Gestão em Saúde: Amadorismo Angustiante

         Acabou a era do amadorismo em saúde. As instituições que não enxergarem ou que fizerem vista grossa para esta realidade estarão fadadas ao fracasso. Gestão está na moda e receitas de bolo são vendidas a um custo altíssimo. Acreditações, protocolos, indicadores e photoshop (leia aqui a excelente colocação do colega Guilherme Brauner Barcelos do Rio Grande do Sul) tornaram-se comuns. A essência e o core-business individual de cada instituição se perdem nesta falta de identidade institucional. Consultorias são importantes para se promover a arrancada, assim como as acreditações, entretanto, para crescer, a instituição precisa caminhar com as próprias pernas. Chegou a hora de fazer gestão de verdade!

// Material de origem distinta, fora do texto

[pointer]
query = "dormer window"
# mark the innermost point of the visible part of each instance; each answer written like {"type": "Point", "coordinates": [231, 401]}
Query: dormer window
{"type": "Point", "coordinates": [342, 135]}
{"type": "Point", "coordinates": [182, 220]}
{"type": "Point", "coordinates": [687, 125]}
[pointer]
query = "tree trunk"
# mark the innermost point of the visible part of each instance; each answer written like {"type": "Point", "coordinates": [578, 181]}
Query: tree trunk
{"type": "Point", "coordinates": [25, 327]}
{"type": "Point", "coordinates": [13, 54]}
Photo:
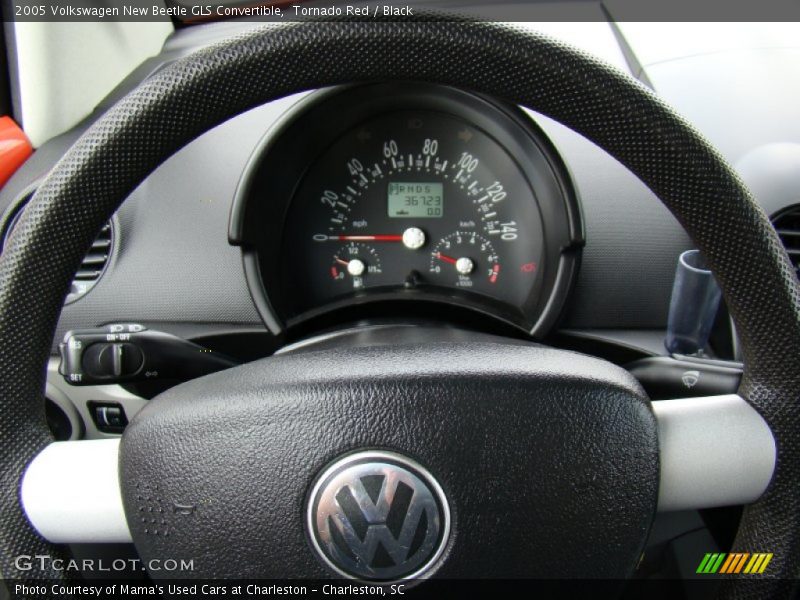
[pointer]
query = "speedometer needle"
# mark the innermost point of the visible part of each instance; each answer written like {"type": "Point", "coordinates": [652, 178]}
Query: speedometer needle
{"type": "Point", "coordinates": [446, 258]}
{"type": "Point", "coordinates": [367, 238]}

         Relações profissionais de profundo amadorismo e frágeis em instituições altamente complexas. Não existe sincronia de interesses. Objetivos são de curtíssimo prazo e sem uma linha de continuidade. Os erros se repetem pela total falta de organização e comando linear. Interesses pessoais, ou de um grupo, se sobrepõem aos institucionais. A política, no final, justifica tudo. O comodismo e a recorrente frase: aqui sempre foi assim são características comuns. O crescimento alheio incomoda ao invés de orgulhar e agregar. As preocupações com os ganhos do próximo impedem o crescimento de alguns que, certamente, fracassarão no longo prazo.

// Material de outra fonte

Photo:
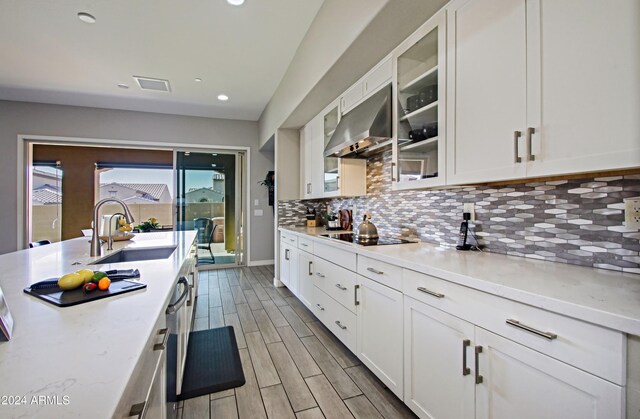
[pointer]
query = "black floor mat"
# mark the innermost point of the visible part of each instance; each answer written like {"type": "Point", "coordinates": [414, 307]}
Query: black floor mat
{"type": "Point", "coordinates": [213, 363]}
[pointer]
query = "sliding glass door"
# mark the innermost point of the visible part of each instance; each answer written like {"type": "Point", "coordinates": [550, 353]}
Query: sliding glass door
{"type": "Point", "coordinates": [210, 189]}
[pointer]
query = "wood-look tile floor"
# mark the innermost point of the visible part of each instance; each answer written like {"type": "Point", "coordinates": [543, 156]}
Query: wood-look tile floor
{"type": "Point", "coordinates": [294, 367]}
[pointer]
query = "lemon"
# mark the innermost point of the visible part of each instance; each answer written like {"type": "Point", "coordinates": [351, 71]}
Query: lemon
{"type": "Point", "coordinates": [98, 276]}
{"type": "Point", "coordinates": [86, 274]}
{"type": "Point", "coordinates": [70, 281]}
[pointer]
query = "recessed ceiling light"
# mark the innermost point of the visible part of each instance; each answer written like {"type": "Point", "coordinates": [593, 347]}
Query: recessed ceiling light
{"type": "Point", "coordinates": [86, 17]}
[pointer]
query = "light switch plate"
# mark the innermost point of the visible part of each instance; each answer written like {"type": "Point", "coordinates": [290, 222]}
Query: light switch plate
{"type": "Point", "coordinates": [470, 207]}
{"type": "Point", "coordinates": [632, 213]}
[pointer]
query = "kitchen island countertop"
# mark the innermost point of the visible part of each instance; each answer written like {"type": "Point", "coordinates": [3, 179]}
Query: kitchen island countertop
{"type": "Point", "coordinates": [607, 298]}
{"type": "Point", "coordinates": [76, 361]}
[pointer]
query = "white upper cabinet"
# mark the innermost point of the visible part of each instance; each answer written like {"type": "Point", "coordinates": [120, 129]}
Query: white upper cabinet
{"type": "Point", "coordinates": [419, 107]}
{"type": "Point", "coordinates": [585, 96]}
{"type": "Point", "coordinates": [367, 85]}
{"type": "Point", "coordinates": [311, 168]}
{"type": "Point", "coordinates": [487, 91]}
{"type": "Point", "coordinates": [541, 87]}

            Em meio a esta batalha, eis que encontramos o pobre gestor em saúde (não me refiro aos diretores). As idéias são muitas, a autonomia minguada, o trabalho sempre dobrado, o reconhecimento  minimizado, a rotatividade de técnico de futebol brasileiro e o tesão quase sempre apagado pela falta de objetivos claros e de visão dos diretores da instituição.

            Dentre os gestores temos os próprios médicos, os enfermeiros e os não relacionados a área de saúde. Não me atrevo a dizer qual seria o melhor perfil, mas uma mistura de gestor profissional, não relacionado a saúde, com médico ou enfermeiro, assim como na Mayo Clinic, por exemplo, parece ser o mais sensato. Algumas instituições brasileiras felizmente já estão enxergando este caminho. Diferentes visões com um mesmo objetivo já são uma realidade, rara, mas existente no nosso meio.

           O enfermeiro, geralmente, é funcionário da instituição, logo, teoricamente, joga junto com os gestores, quando não o são. Não acho que seja a melhor situação, de maneira nenhuma, como já me posicionei na postagem: Cadê a Enfermeira?. Acho que a maioria dos enfermeiros sofre com esse acúmulo de funções burocráticas que tornaram-se inerentes a eles, por falta de opção e por necessidade imposta. Hoje, não existe a distinção entre enfermeiro e gestor, o que é, na minha opinião, um "erro crasso". Existem gestores excepcionais que são enfermeiros, não gostam (e isso é opção pessoal) da assistência direta ao paciente. Eles são fundamentais para a instituição. Definindo a posição não existe problema. O que é inadmissível é um enfermeiro assistencial ser cobrado apenas pela gestão e não pela qualidade da assistência em si e, o pior, sem receber nada mais por isso. Isto é uma rotina absurda no nosso meio, uma completa indefinição de valores.

        Situação igualmente aflitiva ocorre com vários médicos gestores. Na teoria, uma combinação perfeita por conhecer as duas posições. Infelizmente, uma parece apagar a visão da outra. Antes, critica o sistema,  mas, após assumir um cargo relacionado a gestão, acaba mudando seu ponto de vista. A falta de preparo e o desafio assumido apenas pela confiança, e não pela competência, fragiliza o gestor médico na maioria das vezes.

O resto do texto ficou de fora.